NEW YORK (Reuters) - The weekly volume of U.S. mortgage applications was stuck at its lowest level since mid-February, even as 30-year home borrowing costs retreated from the highest in three months, the Mortgage Bankers Association said on Wednesday.
The Washington-based group’s seasonally adjusted weekly index of mortgage activity was little changed at 389.7 in the week ended Nov. 3, compared with 389.8 the prior week. These were the weakest readings since 371.5 in the Feb. 17 week.
Last week, the average interest rate on conforming 30-year fixed-rate mortgages fell to 4.18 percent from the previous week’s 4.22 percent, which was the highest since July, the MBA said.
Average interest rates on other types of home loans that the MBA tracks were unchanged to 4 basis points lower than the prior week.

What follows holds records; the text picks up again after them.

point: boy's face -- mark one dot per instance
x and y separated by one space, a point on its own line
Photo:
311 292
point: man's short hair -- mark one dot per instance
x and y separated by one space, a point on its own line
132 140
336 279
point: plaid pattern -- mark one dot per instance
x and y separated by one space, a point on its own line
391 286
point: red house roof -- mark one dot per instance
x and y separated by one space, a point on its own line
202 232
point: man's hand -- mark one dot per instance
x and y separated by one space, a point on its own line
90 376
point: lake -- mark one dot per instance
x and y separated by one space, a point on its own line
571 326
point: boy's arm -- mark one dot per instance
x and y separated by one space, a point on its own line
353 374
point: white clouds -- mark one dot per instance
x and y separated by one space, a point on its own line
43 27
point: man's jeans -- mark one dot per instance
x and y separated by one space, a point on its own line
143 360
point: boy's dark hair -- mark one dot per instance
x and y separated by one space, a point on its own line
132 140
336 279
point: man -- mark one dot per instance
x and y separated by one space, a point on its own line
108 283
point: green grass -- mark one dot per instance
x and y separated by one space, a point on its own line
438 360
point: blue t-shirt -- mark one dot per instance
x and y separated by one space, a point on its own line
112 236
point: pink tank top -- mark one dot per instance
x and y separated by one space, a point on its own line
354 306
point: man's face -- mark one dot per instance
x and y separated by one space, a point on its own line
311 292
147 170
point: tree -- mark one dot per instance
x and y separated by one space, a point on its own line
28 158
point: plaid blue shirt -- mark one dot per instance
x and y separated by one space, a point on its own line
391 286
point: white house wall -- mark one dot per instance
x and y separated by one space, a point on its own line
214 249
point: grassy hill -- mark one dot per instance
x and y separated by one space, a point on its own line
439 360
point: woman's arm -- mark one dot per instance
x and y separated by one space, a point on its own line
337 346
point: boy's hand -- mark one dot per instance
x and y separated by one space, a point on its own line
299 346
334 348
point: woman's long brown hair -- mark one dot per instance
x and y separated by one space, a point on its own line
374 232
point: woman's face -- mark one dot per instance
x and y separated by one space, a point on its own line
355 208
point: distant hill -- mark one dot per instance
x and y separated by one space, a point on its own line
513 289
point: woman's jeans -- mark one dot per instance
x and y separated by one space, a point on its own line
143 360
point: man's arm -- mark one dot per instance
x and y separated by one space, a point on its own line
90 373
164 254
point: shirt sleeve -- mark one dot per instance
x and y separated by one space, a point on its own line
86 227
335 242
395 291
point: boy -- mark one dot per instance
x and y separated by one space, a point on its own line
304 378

Home borrowing costs fell in step with bond yields in the aftermath of President Donald Trump’s nomination last week of Federal Reserve Governor Jerome Powell to head the U.S. central bank. Powell, if confirmed, would succeed current chair Janet Yellen whose term expires in February.
Powell is seen as someone who would continue the Fed’s current approach to gradually raising interest rates and shrinking the Fed’s $4.5 trillion balance sheet.
Bond yields had spiked in October partly on worries Trump would select a candidate such as Stanford University economist John Taylor who is perceived to hold a hawkish view on monetary policy.
Benchmark yields have also retreated from their seven-month high after an October payrolls report that showed wage growth stalled and due to uncertainty over a Republican-sponsored bill aimed at overhauling the federal tax code.
The MBA’s seasonally adjusted gauge of purchase mortgage activity, a proxy for future home sales, rose 0.5 percent from a six-week low to 1,290.8.
The group’s seasonally adjusted index of mortgage refinancing activity dipped 0.5 percent to 1,290.8, the lowest since early July.
The share of refinancing requests of total applications grew to 49.0 percent from 48.7 percent the previous week.